NORTH HALL – Transcript of the Novel by Julian Lev

Watch the Transcript Reading of NORTH HALL:

Reading performed by actor Geoff Mays

Get to know writer Julian Lev:

1. What is your novel about?

North Hall is about a psychiatric Forensic Unit where sanity is determined before a criminal trial. The results of an assessment can be the difference between a defendant being sent for treatment or to prison, if convicted. Dr. Ligget, the psychologist who does the assessing, reserves his harshest judgment for himself. Physically and mentally scarred, his crime was being the sole survivor of a house fire that killed his family. His self-imposed sentence keeps him laboring in the cavernous halls alone, as an untouchable, until he is confronted by Jennifer Stanley, who is accused of murdering her son. Her beauty and ingenuous manner spark his hostility, yet are beguiling, drawing him out of himself only to get caught in wider, unexpected webs.

2. Why should this novel be read by anyone?

North Hall is an intrigue that takes the reader behind the locked doors of what are our most hidden institutions, those in which the concept of sanity is no longer abstract and in which both mental and physical punishment are exacted, holding a mirror up to our sense of fairness and morality. All the insanity that people have come to expect in their daily lives exists here, but under pressure of confinement with others who suffer with the burden of mental illness, some patients and some staff members. But, only the staff have keys! In this insane place, Ligget must make a near impossible decision about Jennifer’s sanity, only afterward to learn the whole truth is yet to be revealed.

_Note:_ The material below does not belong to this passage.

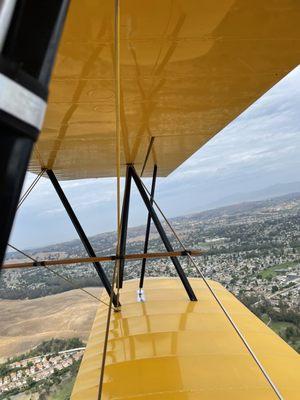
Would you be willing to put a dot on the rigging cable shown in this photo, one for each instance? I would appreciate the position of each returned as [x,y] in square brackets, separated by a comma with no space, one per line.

3. How would you describe this story in one sentence?

NORTH HALL is the tomb-like setting where a forensic psychologist must determine whether an accused infanticide was criminally insane when she murdered her son without submitting to her beauty, her seeming innocence, or her wiles.

4. What movie have you seen the most in your life?

The Seven Samurai

5. How long have you been working on this novel?

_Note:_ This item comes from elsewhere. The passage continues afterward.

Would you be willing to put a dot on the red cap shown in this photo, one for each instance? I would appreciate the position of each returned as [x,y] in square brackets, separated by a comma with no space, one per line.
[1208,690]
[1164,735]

I knew I was writing a novel in 2001, months prior to 9/11. As long as three years prior to that I played with plot points and some bad characters, but without serious intent to bring anything written to completion. So, somewhere between 14 and 17 years.

6. How many stories have you written?

Very few. Especially since North Hall, I won’t write anything serious, even comedy, unless there is a strong impulse to write, I have enough time to devote all my attention to it, and I find the writing worthy of my own interest; and, like Ligget, I am a harsh self-critic. Professionally, I write reports daily as a psychologist, have a blog on psychology, psychsurvivalist.com, and have a children’s book to be found at xpsychforkids.com. To me, all my writing is narrative and helps to keep my hand in the process of writing.

7. What motivated you to write this novel?

I first conceived of this story around the time that a series of murders by mothers of their children made headlines. Having trained and worked in forensics, it seemed to me that the media were staging what amounted to morality plays with extremely poor representations of the women-perpetrators and even less of an awareness of what happens to them after they are arrested. The real drama doesn’t occur before the cameras and the public, but behind locked doors. Those events make a far better story that is more nuanced and complex. This is the stuff I like to read myself.

8. What obstacles did you face to finish this novel?

Even before I started writing, I had staged the murder in the opening scene and it stayed that way until the last draft. It was in response to a Wild Sound review that I started to recognize that, with an opening scene that was so riveting, the rest of the writing had to reach an impossibly high bar to keep readers’ attention. I imagined that, like Wild Sound reviewers, an agent would say, with such a strong beginning, how come the story seems so flat? But, it wasn’t flat except in the context of having witnessed the murder of a child, an image that is impossible to erase and that out-weighs everything that follows. The final rewrite brought my hero to center stage where he belonged. This only took me some 14 years to recognize. It was a huge obstacle.

9. Apart from writing, what else are you passionate about?

I am passionate about my field, psychology, and feel that Freud did the world a disservice because the practice of psychology is not so much about medicine, but about narrative. This is where writing and psychology really meet. Our individual lives are largely made up of stories we tell about ourselves, both to ourselves and to others. Narrative is a constant in our daily lives and throughout history. It rightfully deserves to be taken back to the Greeks and still earlier, when tales were not simply entertainment, but had to be meaningful to the audience in practical ways to promote survival.

10. What influenced you to enter the WILDsound Festival? What were your
feelings on the initial feedback you received?

I was quickly interested in the thought of having my story read by an actor. That intriqued me. I entered twice and found it curious that the first submission which was sent back after a week and a half included a review that had a lot of praise in it.

11. Any advice or tips you’d like to pass on to other writers?

In the current market, I would suggest that people just write their soul. I still don’t know that my effort will get anywhere, because it is clear to me that the world of publishing is more about markets and selling than about art and narrative. Add to that the large number of judges, who are editors and agents, each with their own tastes, who will be judging the story you have labored on for what might amount to many years. Or else, just write formula if it pleases you. That might sell just as well or even better.